# Are Gargraves switches non-derailing?



## servoguy (Jul 10, 2010)

I am thinking about buying a pair of Gargraves switches. Are they non-derailing? If not, can they be made non-derailing?
Thanks


----------



## Big Ed (Jun 16, 2009)

They can be made non derailing.

From their site, 
How do I create isolated rails for non-derailing?

On the track leading to the frog end of the switch (the end of the switch with the diverging track (V shape end)) make a cut on the outside track rail 4 or 5 inches from the end of the switch. This creates an isolated rail. See this drawing for which rail to cut. Be sure to remove any metal particles from around the cut to avoid a possible connection between the rails. Install a jumper on each isolated rail long enough to connect them to the switch machine terminals per wiring diagram.
The drawing, 







FAQ's,
http://www.gargraves.com/faq.html

Why gargraves and not Ross?
Ross are said to be a little more reliable?


----------



## gunrunnerjohn (Nov 10, 2010)

None of the "scale" switches are non-derailing stock as far as I know. I know that Ross, Gargraves, or Atlas are not. I believe MTH ScaleTrax actually breaks the mold and has non-derailing features native.


----------



## Big Ed (Jun 16, 2009)

Ross switch,
Does your switch have a non-derailing option?

A non-derail option is a function of the switch machine and not the switch itself. Our switches can be operated with many different motors, some of which have the non-derail capability and some that do not. That said, the RossReady switch with motor attached does indeed have that easy to wire option. (dz1000 switch machine instructions)
Instructions,






















http://www.rossswitches.com/faqs/faqs.html


----------



## servoguy (Jul 10, 2010)

Here is a link to the eBay listing for the Gargraves switches:

http://www.ebay.com/itm/GarGraves-T...979242?pt=Model_RR_Trains&hash=item43ce4d44ea

Note that the short rails near the frog are replaced by a plastic V with two grooves for the flanges.

The other question is "are the coils of the switch motor energized by a ground (outside rail) or by the center rail power?


----------



## servoguy (Jul 10, 2010)

BTW, I have made some prewar American Flyer O gauge switches non-derailing. They work pretty well. My motivation for doing these switches is that they mate up with AF O-40 track. I bought 15 of them for about $25 at a train show a few months ago.


----------



## Big Ed (Jun 16, 2009)

servoguy said:


> The other question is "are the coils of the switch motor energized by a ground (outside rail) or by the center rail power?

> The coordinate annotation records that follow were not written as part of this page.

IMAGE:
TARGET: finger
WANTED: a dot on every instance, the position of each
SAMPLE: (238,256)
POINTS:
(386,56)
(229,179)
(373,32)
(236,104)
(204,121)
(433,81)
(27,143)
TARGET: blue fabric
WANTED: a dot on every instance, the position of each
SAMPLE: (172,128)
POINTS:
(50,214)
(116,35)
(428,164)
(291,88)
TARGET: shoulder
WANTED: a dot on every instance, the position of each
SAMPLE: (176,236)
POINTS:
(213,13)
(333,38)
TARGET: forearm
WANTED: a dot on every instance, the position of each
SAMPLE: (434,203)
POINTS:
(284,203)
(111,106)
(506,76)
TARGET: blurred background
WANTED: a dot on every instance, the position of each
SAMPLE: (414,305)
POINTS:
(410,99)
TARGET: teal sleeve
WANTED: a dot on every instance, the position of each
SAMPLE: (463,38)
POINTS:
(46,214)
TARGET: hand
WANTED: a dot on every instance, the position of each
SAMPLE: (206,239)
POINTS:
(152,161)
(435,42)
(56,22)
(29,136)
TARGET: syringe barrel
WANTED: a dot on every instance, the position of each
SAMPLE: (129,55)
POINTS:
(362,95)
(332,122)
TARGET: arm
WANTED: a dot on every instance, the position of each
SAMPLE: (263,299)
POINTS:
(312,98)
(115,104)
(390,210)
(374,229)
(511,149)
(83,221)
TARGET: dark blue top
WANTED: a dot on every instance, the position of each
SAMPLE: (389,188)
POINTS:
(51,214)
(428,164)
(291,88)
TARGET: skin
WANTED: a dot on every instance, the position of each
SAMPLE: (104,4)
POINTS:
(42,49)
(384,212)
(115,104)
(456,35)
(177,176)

I don't know but on their site it says this,

GarGraves switches are not wired through for continuous power through the center rail. The user will need to provide track power to each end of the switch (three places). This can be done by adding jumper wires to the center rails of the track leading into the switch. A drawing of this is available on the diagrams and instructions page of the website.

So I guess it is from the outside rail?


----------